Caminhos pedagógicos. “Exagerando um pouco, pode-se dizer que a atual pedagogia gira em torno de como conseguir que o papel do professor se aproxime o mais possível de zero de modo que, em vez de desempenhar o papel de motor e elemento da engrenagem pedagógica tudo passe a se basear em seu papel de organizador do meio social”. (David Wood)

Uma aula sem o professor. Ocorreu também em 1981, com a equipe de voleibol do América. Treinávamos três vezes por semana e, nesta época, tinha a companhia de um amigo, também professor, que se atualizava acompanhando-me nos treinos e jogos. Aconteceu que não poderia comparecer ao treino de um sábado.

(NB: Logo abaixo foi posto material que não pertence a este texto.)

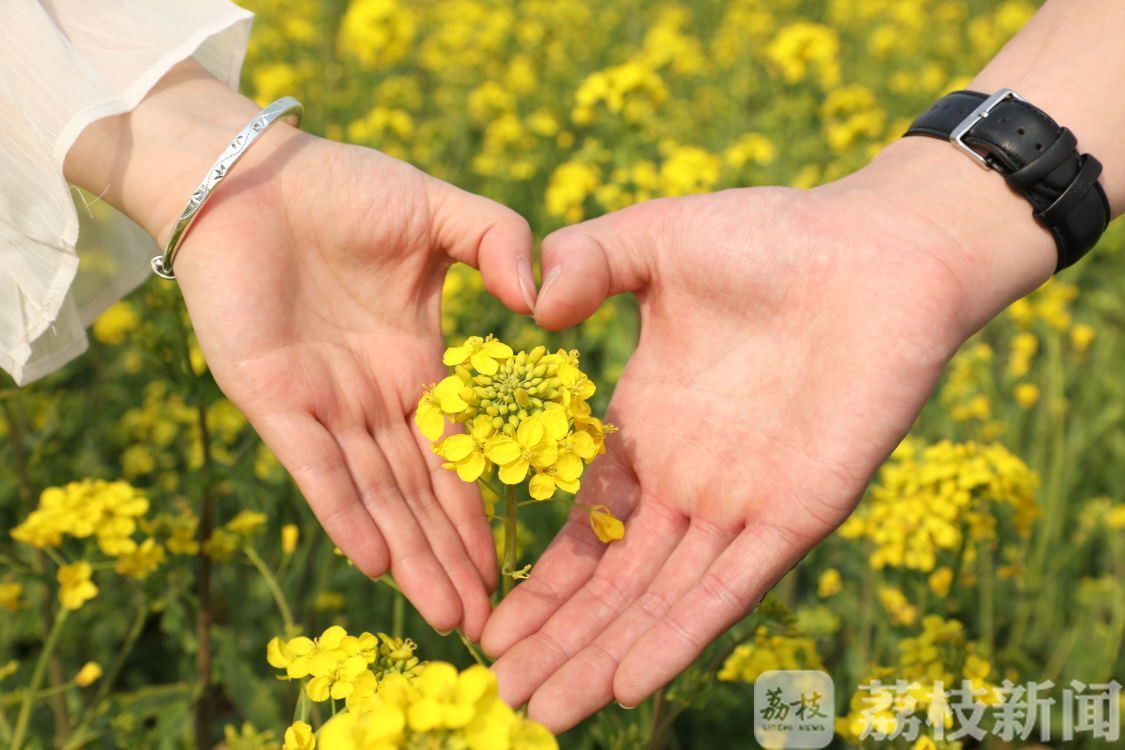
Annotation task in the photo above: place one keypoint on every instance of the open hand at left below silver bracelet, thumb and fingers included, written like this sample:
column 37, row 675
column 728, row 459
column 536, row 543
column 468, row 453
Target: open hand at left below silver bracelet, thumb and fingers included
column 317, row 301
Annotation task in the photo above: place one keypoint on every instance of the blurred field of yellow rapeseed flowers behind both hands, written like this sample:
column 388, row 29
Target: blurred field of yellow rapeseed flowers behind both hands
column 157, row 547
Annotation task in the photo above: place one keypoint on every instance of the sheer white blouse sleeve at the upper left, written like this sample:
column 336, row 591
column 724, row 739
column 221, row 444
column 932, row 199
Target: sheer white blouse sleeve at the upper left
column 64, row 65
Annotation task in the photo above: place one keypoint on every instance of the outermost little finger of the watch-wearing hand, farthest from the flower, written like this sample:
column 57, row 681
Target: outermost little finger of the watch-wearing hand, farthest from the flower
column 758, row 558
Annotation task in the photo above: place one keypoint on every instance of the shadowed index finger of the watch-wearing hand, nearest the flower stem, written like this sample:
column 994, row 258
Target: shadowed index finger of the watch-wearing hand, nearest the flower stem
column 566, row 565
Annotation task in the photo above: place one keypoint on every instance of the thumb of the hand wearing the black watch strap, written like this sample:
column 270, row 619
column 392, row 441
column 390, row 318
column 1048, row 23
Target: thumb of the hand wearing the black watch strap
column 587, row 264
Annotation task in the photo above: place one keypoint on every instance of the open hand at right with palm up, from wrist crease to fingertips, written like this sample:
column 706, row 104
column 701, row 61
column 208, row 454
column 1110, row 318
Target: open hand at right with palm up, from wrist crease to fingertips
column 759, row 403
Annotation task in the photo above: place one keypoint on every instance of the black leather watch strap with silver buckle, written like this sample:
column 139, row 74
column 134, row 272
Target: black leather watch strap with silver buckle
column 1039, row 160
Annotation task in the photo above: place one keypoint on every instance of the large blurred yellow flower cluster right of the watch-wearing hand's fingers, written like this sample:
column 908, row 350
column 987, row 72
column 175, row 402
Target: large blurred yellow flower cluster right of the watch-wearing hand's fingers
column 931, row 499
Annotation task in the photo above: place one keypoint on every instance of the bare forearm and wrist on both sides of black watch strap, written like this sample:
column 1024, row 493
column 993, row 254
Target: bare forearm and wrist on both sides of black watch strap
column 1068, row 62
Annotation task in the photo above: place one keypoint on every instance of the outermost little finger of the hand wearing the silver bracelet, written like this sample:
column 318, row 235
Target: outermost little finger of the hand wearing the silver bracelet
column 313, row 458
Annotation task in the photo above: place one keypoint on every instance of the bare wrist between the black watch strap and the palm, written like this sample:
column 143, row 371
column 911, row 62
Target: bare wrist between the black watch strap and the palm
column 967, row 216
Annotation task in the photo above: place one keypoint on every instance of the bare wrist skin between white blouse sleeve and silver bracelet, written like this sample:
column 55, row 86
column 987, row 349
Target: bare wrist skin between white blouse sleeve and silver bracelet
column 147, row 162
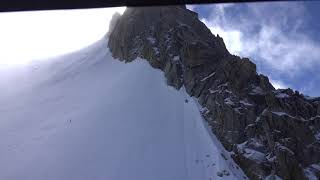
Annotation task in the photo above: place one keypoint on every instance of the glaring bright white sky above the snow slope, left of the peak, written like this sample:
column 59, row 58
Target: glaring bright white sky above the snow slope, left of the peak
column 27, row 36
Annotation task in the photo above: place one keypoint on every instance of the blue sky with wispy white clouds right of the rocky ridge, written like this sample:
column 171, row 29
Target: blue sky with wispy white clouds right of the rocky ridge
column 282, row 38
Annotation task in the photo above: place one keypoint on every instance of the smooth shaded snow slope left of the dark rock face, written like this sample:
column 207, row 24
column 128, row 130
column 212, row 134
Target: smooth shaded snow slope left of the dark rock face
column 87, row 116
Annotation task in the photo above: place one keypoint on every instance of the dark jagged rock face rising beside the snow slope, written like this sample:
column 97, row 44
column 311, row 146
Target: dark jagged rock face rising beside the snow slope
column 269, row 131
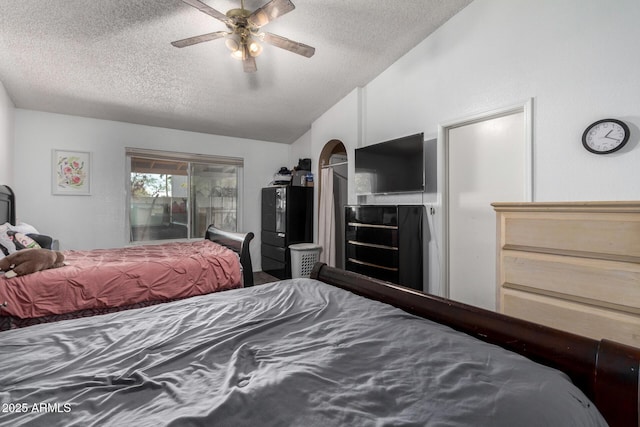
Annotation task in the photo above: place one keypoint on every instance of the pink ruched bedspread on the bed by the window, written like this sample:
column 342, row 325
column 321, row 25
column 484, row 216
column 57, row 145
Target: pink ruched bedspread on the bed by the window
column 116, row 277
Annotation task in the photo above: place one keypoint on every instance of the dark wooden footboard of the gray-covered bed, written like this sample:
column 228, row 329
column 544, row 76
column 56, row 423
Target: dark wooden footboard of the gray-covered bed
column 606, row 371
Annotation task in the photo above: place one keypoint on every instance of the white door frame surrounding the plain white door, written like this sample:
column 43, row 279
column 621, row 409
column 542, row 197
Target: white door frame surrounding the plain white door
column 525, row 107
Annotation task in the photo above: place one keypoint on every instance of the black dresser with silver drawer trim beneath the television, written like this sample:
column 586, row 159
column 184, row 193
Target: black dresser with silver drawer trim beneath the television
column 385, row 242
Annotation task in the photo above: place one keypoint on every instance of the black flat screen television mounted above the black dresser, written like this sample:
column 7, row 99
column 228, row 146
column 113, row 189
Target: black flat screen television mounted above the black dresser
column 395, row 166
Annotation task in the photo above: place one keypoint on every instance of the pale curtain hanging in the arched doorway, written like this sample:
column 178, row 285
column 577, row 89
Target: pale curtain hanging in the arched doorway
column 326, row 219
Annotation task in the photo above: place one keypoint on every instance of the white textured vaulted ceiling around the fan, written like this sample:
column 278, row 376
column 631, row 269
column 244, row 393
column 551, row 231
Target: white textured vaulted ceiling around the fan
column 112, row 59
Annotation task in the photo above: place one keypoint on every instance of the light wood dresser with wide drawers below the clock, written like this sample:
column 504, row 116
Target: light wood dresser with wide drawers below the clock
column 573, row 266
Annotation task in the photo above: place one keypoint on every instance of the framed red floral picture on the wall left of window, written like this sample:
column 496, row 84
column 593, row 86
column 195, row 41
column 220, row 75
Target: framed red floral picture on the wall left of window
column 71, row 173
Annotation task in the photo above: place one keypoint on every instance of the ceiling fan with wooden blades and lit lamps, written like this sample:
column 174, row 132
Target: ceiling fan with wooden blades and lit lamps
column 244, row 35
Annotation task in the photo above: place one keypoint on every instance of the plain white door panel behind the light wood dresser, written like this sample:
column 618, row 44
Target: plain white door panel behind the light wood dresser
column 487, row 161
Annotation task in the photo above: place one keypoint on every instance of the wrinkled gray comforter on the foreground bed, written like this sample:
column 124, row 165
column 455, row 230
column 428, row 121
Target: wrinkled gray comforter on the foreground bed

Combinei com todo o grupo o que deveriam realizar e despedi-me, confiante de que tudo aconteceria como planejado. Diga-se de passagem, para os cariocas os sábados e domingos são consagrados à praia. Na semana seguinte, ouvi o relato do meu amigo que, não acreditando que se realizaria o treino sem a minha presença, esteve no clube: “Queria ver, pois não acreditava que fossem comparecer. E, inacreditável! Não só estavam todos lá, como o treino transcorreu em alto nível e de maneira intensa”.